Our Best Tips For Getting Vaseline Stains Out Of Clothes

Vaseline Petroleum Jelly has a dizzying number of uses, especially related to one's beauty routine and skincare measures. Unfortunately, that also means that some accidental spillage can occur from time to time. This can lead to clothes being stained beyond repair if appropriate measures aren't taken to mitigate the damage. Vaseline is a miracle cure of sorts for dry skin, but the same ingredients (mineral oils and natural waxes) that help it excel in this endeavor are what make it treacherous to clothing items. For instance, oil-based products are extra-hydrating, but they're tougher than some other substances to remove from fabrics. 


The first thing to note is that time is of the essence. No matter which stain removal technique you choose, do it as quickly as possible for the best results. This is standard for most stains, but especially those of the oil-based variety because the oils latch onto synthetic fibers very quickly. So, round up your tools and start on the stain ASAP unless you want the piece to be relegated to the junk pile.

Never, ever rub a stain

The point of stain removal is to lift the stain out of the fabric's fibers. So, why do so many people incorrectly follow their first instinct and rub the stain deep into the cloth? Vaseline is no different and should be treated with care rather than brute force. Instead of rubbing the substance in, use the dull end of a butter knife or a plastic spatula to gently scrape the Vaseline off of the surface of the garment. If you don't have one of those kitchen essentials handy, the edge of a credit card will do nicely. Just take care not to push the jelly further into the fabric. 


Once that's done, use a clean, white towel to gently dab the stain to remove any extra residue. A paper towel, napkin, or other clean cloth is fine in a pinch. Getting rid of the extra goo will make it easier for the cleaning agent to hit deep down where it matters. 

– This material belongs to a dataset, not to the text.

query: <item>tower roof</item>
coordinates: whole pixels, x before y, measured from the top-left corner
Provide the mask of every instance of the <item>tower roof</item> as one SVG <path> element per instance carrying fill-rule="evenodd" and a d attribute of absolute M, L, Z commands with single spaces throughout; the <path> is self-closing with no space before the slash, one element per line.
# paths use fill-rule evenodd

Select the cleaning agent carefully

Choosing the right cleaning agent is hugely important to successfully removing a Vaseline stain from clothing. Because Vaseline is oil-based, it's critical to choose a cleaner that's a degreasing agent. Although that sounds fancy, most people have such an item right next to the sink in the form of dish soap! Dish soap is formulated with ingredients specifically designed to break down oils and greases in food to get pots, pans, plates, and the like squeaky clean. 

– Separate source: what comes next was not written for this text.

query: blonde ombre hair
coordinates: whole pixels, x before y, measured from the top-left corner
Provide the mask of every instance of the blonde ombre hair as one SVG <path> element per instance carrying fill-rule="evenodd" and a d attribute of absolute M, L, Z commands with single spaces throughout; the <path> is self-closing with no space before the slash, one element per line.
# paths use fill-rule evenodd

Of course, other cleaners also work well. Many spray-and-wash stain removers also contain degreasing agents, and some people use a squirt of liquid laundry detergent. If using the latter or dish soap, simply drizzle some onto the stain, then gently work the soap into the stained part of the fabric with your fingers or a clean, soft toothbrush. Allow the soap to soak in for at least 15 minutes before washing the item.

Rinse and repeat

The next step to getting a Vaseline stain out of clothing takes a little bit of extra patience. Once the degreasing agent has had time to do its job, run the fabric under hot water to flush the cleaner out. Once finished, closely examine the garment to see if the stain is gone. If any remains, repeat the process by adding more cleaner, letting it soak in, and then running it under hot water again.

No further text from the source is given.